Recent scientific advances, popular opinion, and universal moral standards agree: abortion should not be allowed to stop a child’s beating heart.
In 1973, the Supreme Court case of Roe v. Wade established a standard of “viability” for the unborn child to determine when the state may have an interest in considering the welfare of the fetus with regard to regulating abortion. The Court ruled that states may only consider the potential wellbeing of the fetus at the point of “viability,” which they defined as the capacity to survive outside the womb. In 1973, the lower limit of fetal viability ex utero was at the beginning of the third trimester: twenty-eight weeks gestation. (A full-term pregnancy is approximately forty weeks.) Subsequently, thanks to advances in the care of preterm infants, fetal viability was pushed back to twenty-four weeks gestation, although recent studies published in the New England Journal of Medicine and Pediatrics for outcomes of preterm infants indicates that some babies can survive outside the womb at 22 weeks.
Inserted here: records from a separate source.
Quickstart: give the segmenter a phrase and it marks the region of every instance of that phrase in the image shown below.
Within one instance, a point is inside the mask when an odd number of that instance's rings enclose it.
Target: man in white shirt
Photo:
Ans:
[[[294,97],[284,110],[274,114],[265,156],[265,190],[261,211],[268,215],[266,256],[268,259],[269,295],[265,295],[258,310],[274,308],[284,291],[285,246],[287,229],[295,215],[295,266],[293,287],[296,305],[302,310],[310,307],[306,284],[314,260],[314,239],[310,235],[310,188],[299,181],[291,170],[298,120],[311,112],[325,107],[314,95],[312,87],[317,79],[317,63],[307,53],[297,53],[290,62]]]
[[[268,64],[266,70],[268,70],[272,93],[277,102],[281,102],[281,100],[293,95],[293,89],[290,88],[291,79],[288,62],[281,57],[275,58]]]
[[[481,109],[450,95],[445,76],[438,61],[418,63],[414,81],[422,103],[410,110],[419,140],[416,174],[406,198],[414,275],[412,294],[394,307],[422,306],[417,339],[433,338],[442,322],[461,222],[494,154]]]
Some pro-life proponents go further, arguing that “today it is possible to save a baby born after the twentieth week, and scientists are currently seeking to develop an artificial placenta that would make ten–week-old embryos ‘viable.’” Pro-life supporters advocate these findings as indicative of new standards of viability outside the womb. Modern science continues to evolve, and “viability,” both outside the womb and within the womb, has continued to change over the forty-four since Roe v. Wade.
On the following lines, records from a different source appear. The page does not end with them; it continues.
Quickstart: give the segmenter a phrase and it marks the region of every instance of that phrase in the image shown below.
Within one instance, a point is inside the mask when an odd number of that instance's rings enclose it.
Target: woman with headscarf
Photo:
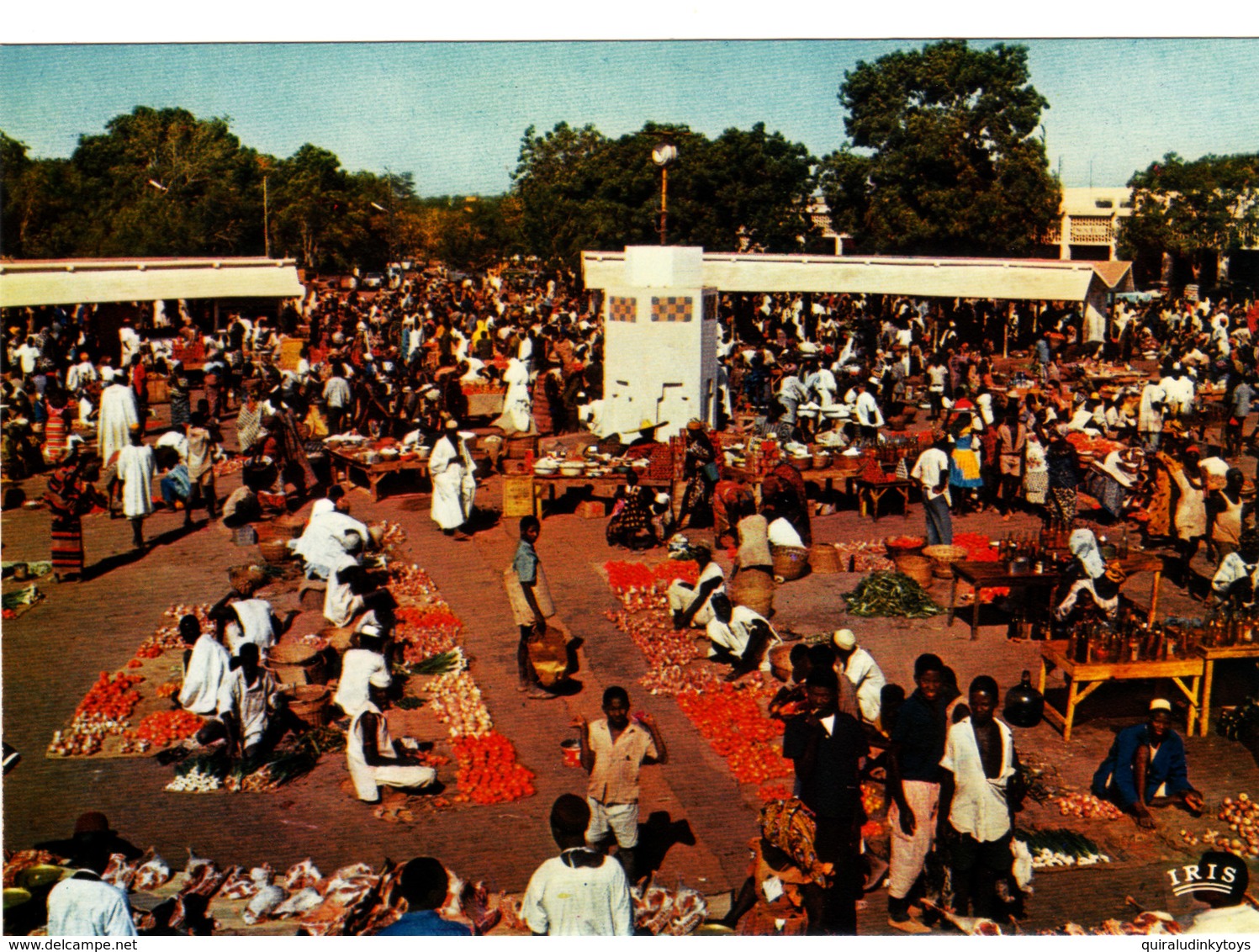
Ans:
[[[1058,432],[1049,445],[1045,467],[1049,470],[1049,523],[1070,529],[1078,505],[1075,491],[1080,485],[1080,457],[1063,432]]]
[[[765,509],[786,519],[805,545],[813,544],[813,528],[808,519],[808,496],[805,477],[786,460],[778,463],[760,484],[760,501]]]
[[[1069,583],[1066,596],[1058,603],[1054,616],[1066,621],[1083,596],[1088,596],[1108,618],[1114,618],[1119,611],[1119,586],[1123,583],[1123,570],[1114,565],[1108,568],[1098,548],[1097,536],[1092,529],[1076,529],[1066,541],[1073,558],[1066,572]]]
[[[433,504],[429,514],[446,535],[461,533],[467,538],[463,524],[472,515],[476,497],[476,465],[468,453],[457,421],[446,421],[446,432],[433,446],[428,457],[428,475],[433,482]]]
[[[1206,535],[1206,481],[1199,468],[1200,457],[1196,446],[1185,450],[1183,461],[1173,460],[1162,452],[1156,457],[1176,487],[1172,525],[1176,529],[1176,552],[1180,555],[1176,570],[1182,586],[1187,586],[1191,581],[1190,562]]]
[[[83,577],[83,516],[99,500],[87,479],[93,458],[82,452],[82,446],[79,437],[71,437],[65,460],[48,477],[44,491],[44,502],[53,514],[52,560],[58,582],[67,575]]]
[[[976,436],[976,413],[973,404],[961,399],[953,407],[957,416],[951,431],[953,433],[953,452],[949,466],[949,485],[958,490],[958,499],[964,499],[972,506],[980,506],[980,491],[983,489],[983,468],[980,463],[980,437]]]
[[[183,429],[188,426],[188,418],[193,413],[191,393],[193,384],[184,370],[184,361],[176,360],[166,375],[166,393],[170,395],[170,426]]]
[[[682,494],[682,511],[677,516],[679,529],[685,529],[696,514],[709,509],[719,472],[716,448],[704,432],[704,424],[697,419],[690,421],[686,424],[686,451],[682,456],[686,490]]]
The emerging field of fetal medicine permits doctors to diagnose fetal abnormalities and illnesses in the womb and to treat them in utero, increasing children’s chances of living and being born healthy. The principal surgical tool for surgery performed inside the womb is a fetoscope, a millimeters-thick laparoscope that includes a fiber-optic camera and channels through which instruments can be inserted. The fetoscope is inserted into the uterus through a small incision in the mother’s abdomen, and the camera transmits images to the doctors.
Fetal anemia, a condition in which the quantity of circulating red blood cells and hemoglobin in a fetus falls below normal levels, is one example of a condition that can be successfully treated within the womb, thus preventing the heart failure or brain damage that can otherwise result. An anemic fetus can be treated by transfusing blood through the mother’s abdominal wall into the umbilical cord. Another example is congenital diaphragmatic hernia (CDH), a condition in which the unborn child’s diaphragm has a hole in it. Without correction, the unborn child’s stomach, spleen, and intestines drift upward and prevent lung development, causing the baby to die shortly after birth. Thankfully, CDH can be corrected by inserting a tiny balloon through a fetus’s mouth and into his/her windpipe. Fetal surgical methods can also repair a condition called spina bifida, a malformed spinal cord, prior to birth.